Marga zog Jakob auf die andere Straßenseite hinüber, wo nun einer der Kettenwärter die quer gespannte Eisenkette aushakte und schnell mehrere Schritte zurücktrat und ihnen den Rücken zuwandte, um nicht einmal mit ihrem Atem in Berührung zu kommen.

»Danke«, raunte Jakob, als sie die Sperre passiert hatten und rasch in die nächste Seitengasse einbogen. »Das hast du ganz ausgezeichnet gemacht.
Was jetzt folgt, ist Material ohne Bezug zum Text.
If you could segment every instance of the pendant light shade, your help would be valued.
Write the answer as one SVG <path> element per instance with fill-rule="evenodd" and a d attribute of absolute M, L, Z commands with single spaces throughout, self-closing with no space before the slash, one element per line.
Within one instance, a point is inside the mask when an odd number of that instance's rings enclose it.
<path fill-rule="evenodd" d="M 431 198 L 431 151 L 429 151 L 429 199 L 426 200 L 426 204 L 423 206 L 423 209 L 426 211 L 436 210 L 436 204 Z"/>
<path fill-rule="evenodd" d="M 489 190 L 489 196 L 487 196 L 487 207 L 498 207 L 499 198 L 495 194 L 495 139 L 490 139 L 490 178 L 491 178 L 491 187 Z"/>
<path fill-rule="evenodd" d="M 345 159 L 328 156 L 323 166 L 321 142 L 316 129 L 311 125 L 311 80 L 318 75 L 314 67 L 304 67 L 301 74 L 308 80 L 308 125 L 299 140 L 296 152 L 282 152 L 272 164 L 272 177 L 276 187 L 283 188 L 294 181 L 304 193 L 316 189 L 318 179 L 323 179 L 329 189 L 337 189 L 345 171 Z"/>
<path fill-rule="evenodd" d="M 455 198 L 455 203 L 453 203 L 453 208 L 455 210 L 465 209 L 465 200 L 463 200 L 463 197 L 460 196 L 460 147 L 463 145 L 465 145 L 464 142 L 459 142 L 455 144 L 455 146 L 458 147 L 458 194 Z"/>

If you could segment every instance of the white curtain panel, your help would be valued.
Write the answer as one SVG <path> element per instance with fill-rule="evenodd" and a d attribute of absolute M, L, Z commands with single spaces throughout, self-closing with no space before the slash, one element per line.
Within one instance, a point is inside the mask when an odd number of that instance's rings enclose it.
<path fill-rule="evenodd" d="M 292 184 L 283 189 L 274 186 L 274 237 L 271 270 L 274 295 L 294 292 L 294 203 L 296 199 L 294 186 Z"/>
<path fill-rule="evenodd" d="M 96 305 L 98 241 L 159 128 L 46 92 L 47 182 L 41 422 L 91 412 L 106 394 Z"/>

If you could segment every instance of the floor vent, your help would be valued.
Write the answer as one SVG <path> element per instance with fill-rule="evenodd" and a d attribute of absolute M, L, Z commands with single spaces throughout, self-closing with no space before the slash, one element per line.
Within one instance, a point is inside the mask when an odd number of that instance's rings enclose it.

Du hast wirklich das Zeug zur Schauspielerin.«

»Das war kinderleicht. Ich brauchte mich doch bloß an das zu erinnern, was Rosa und mir die letzten Monate tausendmal widerfahren ist«, sagte Marga mit einem Anflug von Bitterkeit in der Stimme. »Niemand wollte mehr in ihrer Nähe sein und ihren Wagen betreten, als sie anfing Blut zu spucken. Deshalb hatte ich den Wagen nach ihrem Tod auch ganz für mich. Aber Demeter will ihn morgen, wenn wir Trier verlassen haben, draußen vor der Stadt mit Schwefel ausräuchern. Und dann bin ich mein eigenes kleines Reich los.«

»Ist Demeter der Mann, der dich auf der Bühne geohrfeigt hat?«, fragte Jakob.

»Ja, er ist das Oberhaupt der Sippe.«

»Und er ist auch dein Vater?« Jakob wagte nur zu sprechen, wenn niemand vor oder hinter ihnen war, der sie hätte hören können.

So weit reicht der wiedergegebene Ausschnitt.